相変わらず細くて貧相な身体だ。背中から二の腕に掛けて赤黒い刺青が入って、見ていて快いものではない。
荷物は……どうしようか。教科書なんかは拭いたってどうにもならないだろうし。
濡れた荷物を手にしたまま十の方に視線を向けるても、ベッドの上で苦しそうに呼吸を繰り返しているだけ。

どうしようかと物思いに耽っていたら、随分時間が経っていたらしい。携帯の画面を確認すると、十を部屋に運んでからもう一時間も経っていた。


「……ぁ」

十が目を覚ましたらしい。嫌味の一つでも言ってやろうかとベッドの方へと向かう。


「かん……ざ……き……?」
「おう」
「……ごめ……ん……今……かえ……る、から……」

薄く目を開け、息も切れ切れにそう呟いた。
十は起き上がろうとしたが、腕に力が入らないのかすぐにベッドに崩れてしまう。それでも起き上がろうとする身体をベッドへ押さえ付ける。


「一人で帰せるかよ」
「だい、じょう……ぶ」
「だいたい、家に帰りたくないっつったの誰だよ」
「……ご、めん」


焦点の合ってない目を閉じてやろうと瞼の上に手を乗せる。

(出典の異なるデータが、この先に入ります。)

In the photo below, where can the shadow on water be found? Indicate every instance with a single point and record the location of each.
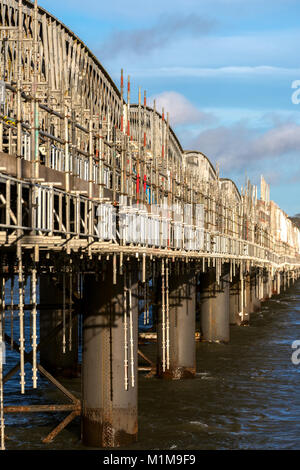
(245, 394)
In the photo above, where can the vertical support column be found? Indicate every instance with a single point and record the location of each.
(234, 293)
(109, 367)
(256, 304)
(248, 299)
(179, 359)
(214, 314)
(52, 300)
(266, 290)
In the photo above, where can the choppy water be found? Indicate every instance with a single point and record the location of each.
(246, 395)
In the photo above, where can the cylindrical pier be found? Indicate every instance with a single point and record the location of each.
(176, 348)
(214, 307)
(58, 351)
(234, 302)
(109, 375)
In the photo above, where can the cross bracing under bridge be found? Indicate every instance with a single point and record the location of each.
(88, 177)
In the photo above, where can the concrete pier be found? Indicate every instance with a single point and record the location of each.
(52, 357)
(176, 349)
(215, 307)
(234, 302)
(110, 372)
(256, 304)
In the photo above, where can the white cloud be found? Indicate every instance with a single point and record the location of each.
(230, 71)
(181, 110)
(238, 147)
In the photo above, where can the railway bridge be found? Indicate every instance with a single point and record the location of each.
(107, 224)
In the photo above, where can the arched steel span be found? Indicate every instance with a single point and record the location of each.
(85, 173)
(67, 123)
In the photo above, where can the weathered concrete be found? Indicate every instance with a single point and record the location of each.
(215, 308)
(109, 403)
(256, 304)
(52, 357)
(234, 302)
(182, 317)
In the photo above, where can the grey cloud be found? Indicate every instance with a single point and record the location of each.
(166, 30)
(238, 147)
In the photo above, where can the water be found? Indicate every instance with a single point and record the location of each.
(245, 394)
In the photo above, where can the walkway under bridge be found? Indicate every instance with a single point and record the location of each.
(105, 219)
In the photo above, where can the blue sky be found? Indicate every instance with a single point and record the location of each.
(222, 68)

熱があるはずなのに、まるで陶器のように冷えきった感触が掌から伝わってきた。身体の芯から震えるような気味の悪い寒気を覚える。


「神崎、怒らない、の?」
「……そこまで餓鬼じゃねぇよ」
「ごめん……ね……」



――十の瞼に手を置いたまま俺も眠ってしまったのか。俺は夢を見た。

広い西洋風の屋敷。煌びやかで綺麗なその屋敷の影で、蹲っている一人の少年を見つけた。肩で息をしながら、身体を震わせている。外にいるのにはもう涼しすぎる季節だ。
少年に触れようと手を伸ばすが、俺の手は少年の身体をすり抜けてしまう。

少年の身体がゆっくりと芝の上に倒れる。顔が赤い。きっと熱があるのだろう。
周りを歩くメイドたちは、彼にまるで気付いていないように振る舞う。

誰かが言った。どうせ死なないのだからと。関われば不幸を招かれると。

少年は、悲嘆することも叫ぶことも、ましてや助けを求めることすら許されず、小さな身体をさらに小さく縮めて苦痛を凌いでいた。



そこで夢は終わり、現実に引き戻される。
ベッドの上は裳抜けの殻で、電気が付いていない部屋は酷く寒く感じられた。